The robot is a 3-axis Cartesian manipulator (similar to a CNC or 3D printer) that is driven by Klipper (software that parses G-Code and controls the 11 motors simultaneously and receives sensor inputs). The controller is a UNIX computer that communicates to an Octopus Pro (a motor controller that runs Klipper) via a Unix Domain Socket API, ensuring a deterministic execution of the G-code streams (this will also allow for robot vision in the future for a digital twin as a potential feature). For now, the plan is to rely on an offline calibration, generating LUTs for colour dynamics, point spread functions (”spread” of the airbrush) and alpha transparency (colour intensity), ensuring the simulator accurately mirrors the physical system. Right now, the design is similar to a digital twin, but cannot be qualified as one due to the lack of a real time information stream from the system to the twin.

AI Architecture Design

The plan for the core intelligence is to employ a multi-resolution architecture designed to optimize compute while keeping the twin’s fidelity. Right now, the plan for the stroke generating pipeline consists of two distinct AI networks:

1. **Strategist (Policy Network):** Utilizes a ResNet-34 (or smaller) CNN to extract features from the the multiple image inputs before passing trough the policy network. Instead of the standard global average pooling, the network employs heatmaps with 2D soft-argmax to output a 15D continuous stroke parameters (cubic Bézier control points, Z-depth, and ink feed rate). This preserves sub-pixel spatial precision for coordinate prediction.
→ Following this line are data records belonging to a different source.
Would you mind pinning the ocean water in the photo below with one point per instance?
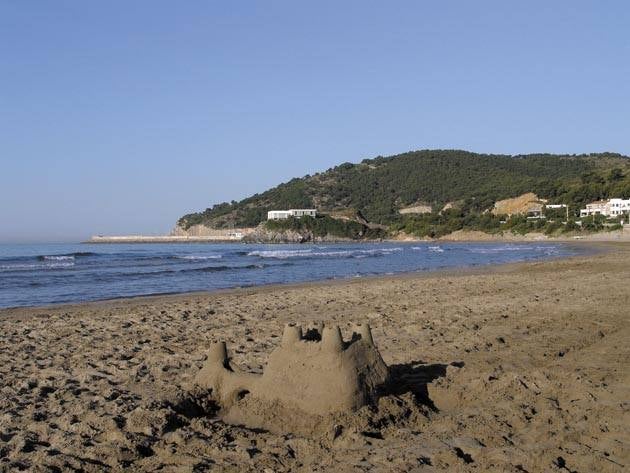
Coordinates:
(32, 275)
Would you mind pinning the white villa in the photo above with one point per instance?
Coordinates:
(284, 214)
(608, 208)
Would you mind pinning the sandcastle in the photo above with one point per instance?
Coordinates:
(315, 372)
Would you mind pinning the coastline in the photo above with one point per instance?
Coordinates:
(460, 236)
(591, 248)
(523, 363)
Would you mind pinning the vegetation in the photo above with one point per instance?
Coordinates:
(323, 226)
(378, 188)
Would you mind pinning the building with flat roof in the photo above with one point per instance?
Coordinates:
(608, 208)
(296, 213)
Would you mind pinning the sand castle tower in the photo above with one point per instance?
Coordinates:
(315, 372)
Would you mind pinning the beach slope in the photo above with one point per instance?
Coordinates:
(521, 367)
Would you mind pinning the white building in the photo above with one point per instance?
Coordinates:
(608, 208)
(284, 214)
(619, 207)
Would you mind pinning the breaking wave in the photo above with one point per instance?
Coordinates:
(310, 253)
2. **Technician (Optimization):** Given that there will be variability in each stroke (the rl policy will likely not generate optimal brushstrokes due to a lack of resolution) an additional optimizer (the technician) will optimize each stroke to achieve the lowest LPIPS (Learned Perceptual Image Patch Similarity, a way to define how close the image is to the target image that is similar to human perception) score via gradient descent. It would leverage a differentiable renderer that rasterizes strokes and composites them using the calibrated LUTs. This allows the system to back-propagate error gradients through the rendering process to fine-tune stroke trajectories before execution.
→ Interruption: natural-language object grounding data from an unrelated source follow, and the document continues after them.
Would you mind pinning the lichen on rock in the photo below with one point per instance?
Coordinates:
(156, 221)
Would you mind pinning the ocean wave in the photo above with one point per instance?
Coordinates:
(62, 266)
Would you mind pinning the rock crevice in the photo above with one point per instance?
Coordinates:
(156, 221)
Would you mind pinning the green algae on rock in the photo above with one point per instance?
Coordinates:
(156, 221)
Right now, I am thinking of training the policy using either PPO, APPO or SAC. For the software stack, I plan to manage the Env’s through Gym, RL Games (or Sample factory) for the policy optimization and Optuna for the hyper-parameter optimization. To prevent reward hacking and ensure perceptual quality, the objective function minimizes LPIPS rather than pixel-wise MSE. A distinct "tiled" architecture separates the physics simulation grid (high resolution) from the policy observation input (downsampled), allowing for high-fidelity reward calculation without overloading the inputs and to reduce the computational load.